The state psychiatric hospital where I work has implemented mandatory training of all staff in trauma-informed care and nonviolent communication. A recent email from the staff development department containing the link to this first of several mandatory training sessions said that “culture change was not easy.”
Without going into what exactly has been the culture of our institution, why it needed to be changed, or who was responsible for this decision, this communication simply announced that trauma-informed care principles were now going to form the basis for the operation of our facility. A subsequent email announced the unveiling of the “Empathy Room,” where staff members, many of whom have worked in mental health for decades, could take their “first step toward greater empathy for others” (italics mine) and also “experience symptoms of mental illness all around you.”
The need for “culture change” in institutions such as ours becomes plain to anyone who attends trauma-informed care training. It turns out that all these years, we have wrongly used the medical model as a prism through which to view our patients. Apparently, the medical model focuses on what’s wrong with the patient instead of asking what happened to him. Whereas the medical model looks for symptoms and deficits, the “recovery model” emphasizes strengths. Indeed, so trauma-informed theory teaches us, we ought to recognize symptoms as means of adaptation to stress and to reframe disease in terms of past trauma exposure. And it is trauma, first and foremost, in all of its possible manifestations, that should form the paradigm through which to see our patients, or, as the training refers to them, “clients and consumers.” Trauma is pervasive, trauma is anything that is experienced by the individual as physical or emotionally harmful, and it might even be “historical,” with effects on several generations. Trauma is so universal that we, all of us, must become co-sufferers, presumably taking turns soothing and “validating” one another.
Traditionally, medical care has been informed, if one wanted to use this term, by the need to relieve the suffering of the patient through the use of medical knowledge and expertise acquired during specialized training. It is the sort of care that the Hippocratic Oath speaks of. Physicians, as practitioners of medicine, therefore operate on the principles of medicine-informed care, or on what is known as the medical model. A culture based on the medical model assumes that there is such a thing as illness in distinction to health, that there is a body of knowledge about the causes and treatments of various illnesses, and that there are people who are specifically trained in diagnosis and treatment of illness. Implicit in the medical model is the idea that there are those in need of medical help (i.e., patients) and those with the expertise to offer it (i.e., physicians).
Trauma-informed care makes rather different assumptions. Apparently, terms such as disease, pathology, doctor, and patient are divisive, hierarchical, and focused on someone’s incapacity. Rather, we have to adopt a new paradigm emphasizing strengths and survival. Even the term “sympathy” is considered an insufficient way of expressing positive regard for the patient. Rather, we should empathize with our patients which, according to the common dictionary definition, means that we ought to identify with them and vicariously experience their feelings. Since empathizing with medical disabilities we might not possess is difficult, it becomes necessary to find a nonclinical cause for empathy that could be shared by as many people as possible. The new, trauma-informed method of health care delivery focuses on the assumption that in one way or another, we all suffer trauma and can therefore empathize with one another’s trauma experience.

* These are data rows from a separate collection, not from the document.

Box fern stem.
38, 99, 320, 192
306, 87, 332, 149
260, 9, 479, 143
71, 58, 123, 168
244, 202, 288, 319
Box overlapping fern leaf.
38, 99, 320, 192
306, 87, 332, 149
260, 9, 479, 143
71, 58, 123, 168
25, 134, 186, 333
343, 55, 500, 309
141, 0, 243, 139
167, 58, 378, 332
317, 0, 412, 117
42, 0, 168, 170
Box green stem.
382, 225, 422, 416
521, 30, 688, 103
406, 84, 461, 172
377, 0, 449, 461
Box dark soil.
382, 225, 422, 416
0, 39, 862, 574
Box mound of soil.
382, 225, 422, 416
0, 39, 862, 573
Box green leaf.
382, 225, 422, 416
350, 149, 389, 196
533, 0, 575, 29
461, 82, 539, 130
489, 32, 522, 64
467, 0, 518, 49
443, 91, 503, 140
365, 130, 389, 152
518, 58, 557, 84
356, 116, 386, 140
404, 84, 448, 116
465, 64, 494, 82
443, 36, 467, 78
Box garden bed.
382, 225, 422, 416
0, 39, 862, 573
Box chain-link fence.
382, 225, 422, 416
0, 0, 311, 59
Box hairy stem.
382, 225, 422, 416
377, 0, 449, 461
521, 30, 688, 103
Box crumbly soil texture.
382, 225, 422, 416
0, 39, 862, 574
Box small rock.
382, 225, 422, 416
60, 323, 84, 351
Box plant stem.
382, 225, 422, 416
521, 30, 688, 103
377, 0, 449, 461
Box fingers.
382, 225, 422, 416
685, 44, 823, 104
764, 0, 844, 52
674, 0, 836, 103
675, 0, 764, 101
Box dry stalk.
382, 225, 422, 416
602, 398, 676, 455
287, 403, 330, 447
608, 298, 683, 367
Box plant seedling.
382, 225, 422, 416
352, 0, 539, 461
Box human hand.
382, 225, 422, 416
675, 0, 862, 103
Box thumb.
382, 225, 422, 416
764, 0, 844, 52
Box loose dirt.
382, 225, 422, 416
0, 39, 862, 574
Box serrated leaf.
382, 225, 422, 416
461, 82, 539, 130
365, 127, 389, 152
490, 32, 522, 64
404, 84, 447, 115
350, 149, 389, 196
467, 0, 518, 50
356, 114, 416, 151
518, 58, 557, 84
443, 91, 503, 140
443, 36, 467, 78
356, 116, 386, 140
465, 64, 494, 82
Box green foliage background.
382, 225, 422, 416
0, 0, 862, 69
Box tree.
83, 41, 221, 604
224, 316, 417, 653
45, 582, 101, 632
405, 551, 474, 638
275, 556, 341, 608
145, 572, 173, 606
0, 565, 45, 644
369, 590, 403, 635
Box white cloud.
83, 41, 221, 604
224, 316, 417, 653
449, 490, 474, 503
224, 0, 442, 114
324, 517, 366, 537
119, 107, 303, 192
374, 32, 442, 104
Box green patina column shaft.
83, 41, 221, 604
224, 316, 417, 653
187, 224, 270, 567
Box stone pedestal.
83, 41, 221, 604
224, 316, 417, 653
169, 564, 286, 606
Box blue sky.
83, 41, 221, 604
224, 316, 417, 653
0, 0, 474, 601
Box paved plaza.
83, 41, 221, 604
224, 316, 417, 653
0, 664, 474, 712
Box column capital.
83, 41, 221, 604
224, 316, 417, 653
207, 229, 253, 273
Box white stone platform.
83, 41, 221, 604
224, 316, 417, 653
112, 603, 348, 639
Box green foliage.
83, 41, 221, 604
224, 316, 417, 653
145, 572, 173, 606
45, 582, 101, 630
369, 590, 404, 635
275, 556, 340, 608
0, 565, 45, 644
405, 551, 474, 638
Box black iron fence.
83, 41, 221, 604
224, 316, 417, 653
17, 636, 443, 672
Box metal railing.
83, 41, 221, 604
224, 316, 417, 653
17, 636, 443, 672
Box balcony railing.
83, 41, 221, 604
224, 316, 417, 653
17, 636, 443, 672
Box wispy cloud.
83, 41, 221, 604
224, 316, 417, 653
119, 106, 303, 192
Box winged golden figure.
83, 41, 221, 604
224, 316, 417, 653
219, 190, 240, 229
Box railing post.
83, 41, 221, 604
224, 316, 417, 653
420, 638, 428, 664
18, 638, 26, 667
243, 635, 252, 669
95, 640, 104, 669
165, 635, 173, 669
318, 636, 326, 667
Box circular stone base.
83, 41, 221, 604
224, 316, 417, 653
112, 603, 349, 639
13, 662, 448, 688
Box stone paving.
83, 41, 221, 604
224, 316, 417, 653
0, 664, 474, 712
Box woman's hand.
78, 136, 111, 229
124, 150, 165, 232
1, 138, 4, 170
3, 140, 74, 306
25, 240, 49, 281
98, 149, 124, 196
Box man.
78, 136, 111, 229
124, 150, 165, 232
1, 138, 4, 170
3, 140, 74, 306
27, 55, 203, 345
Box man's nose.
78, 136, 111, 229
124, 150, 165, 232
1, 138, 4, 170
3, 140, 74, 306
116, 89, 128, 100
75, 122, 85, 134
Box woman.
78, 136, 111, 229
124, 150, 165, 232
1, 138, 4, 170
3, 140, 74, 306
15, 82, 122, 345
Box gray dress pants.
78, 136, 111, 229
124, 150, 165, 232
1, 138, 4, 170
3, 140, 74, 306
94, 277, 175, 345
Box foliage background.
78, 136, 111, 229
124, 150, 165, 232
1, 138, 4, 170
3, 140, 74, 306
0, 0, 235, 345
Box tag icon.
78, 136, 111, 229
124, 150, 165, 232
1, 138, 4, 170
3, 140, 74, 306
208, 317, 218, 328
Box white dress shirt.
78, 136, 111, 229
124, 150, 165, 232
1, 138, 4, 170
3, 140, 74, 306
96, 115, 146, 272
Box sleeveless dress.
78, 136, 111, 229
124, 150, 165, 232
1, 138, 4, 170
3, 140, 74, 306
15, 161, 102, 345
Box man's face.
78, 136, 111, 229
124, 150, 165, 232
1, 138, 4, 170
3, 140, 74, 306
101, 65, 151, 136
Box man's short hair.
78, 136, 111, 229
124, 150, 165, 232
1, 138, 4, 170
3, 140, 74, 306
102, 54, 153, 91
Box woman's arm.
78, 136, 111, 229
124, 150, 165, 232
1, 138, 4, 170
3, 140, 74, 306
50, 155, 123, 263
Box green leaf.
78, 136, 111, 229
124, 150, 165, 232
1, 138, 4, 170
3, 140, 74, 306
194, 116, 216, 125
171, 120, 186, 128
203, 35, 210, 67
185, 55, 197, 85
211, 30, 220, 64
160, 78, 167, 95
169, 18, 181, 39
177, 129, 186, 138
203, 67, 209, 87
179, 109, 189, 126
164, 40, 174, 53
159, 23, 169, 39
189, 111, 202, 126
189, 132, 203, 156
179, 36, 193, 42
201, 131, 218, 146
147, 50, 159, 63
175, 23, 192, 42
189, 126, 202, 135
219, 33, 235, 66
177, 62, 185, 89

Marxist agitators sought to awaken in the proletariat the sense of being oppressed by the bourgeoisie. Trauma-informed care theory apparently seeks to awaken in everyone the sense of having been traumatized. Both ideologies aim at “culture change,” the former by eliminating the privilege of privileged classes, the latter by deconstructing the notions of health, illness, and medical expertise implicit in the medical model. Trauma-informed care is essentially a strategy for changing a treatment philosophy rooted in the medical model to a political philosophy in which patients are seen an oppressed class – victims of but potential victors over trauma. Somehow one senses in trauma-informed care a kind of conspicuous compassion campaign, orchestrated by the few who have been traumatized to convince the many who have not that the problem belongs to all.
Medically speaking, trauma has usually been defined as physical or psychological injury resulting from an outside event or force. An automobile accident may or may not cause trauma to the body, but the collision is not trauma, per se. However, trauma-informed care training teaches that traumatic stress already constitutes an injury, and since the definition of traumatic stress is whatever one may find stressful, we are all potential trauma victims. Because trauma-informed care has no language for dividing pathology from normality and because everyone’s experience and pain are seen as equally “valid,” trauma-informed care actually trivializes severe trauma by placing it on par with experiences that objectively would be classified as merely unpleasant. Considering the statistics typically cited in trauma-informed care training on how widespread and disabling trauma experiences are, it is a wonder that anyone in our traumatic history has ever survived childhood with an intact capacity to function in the world.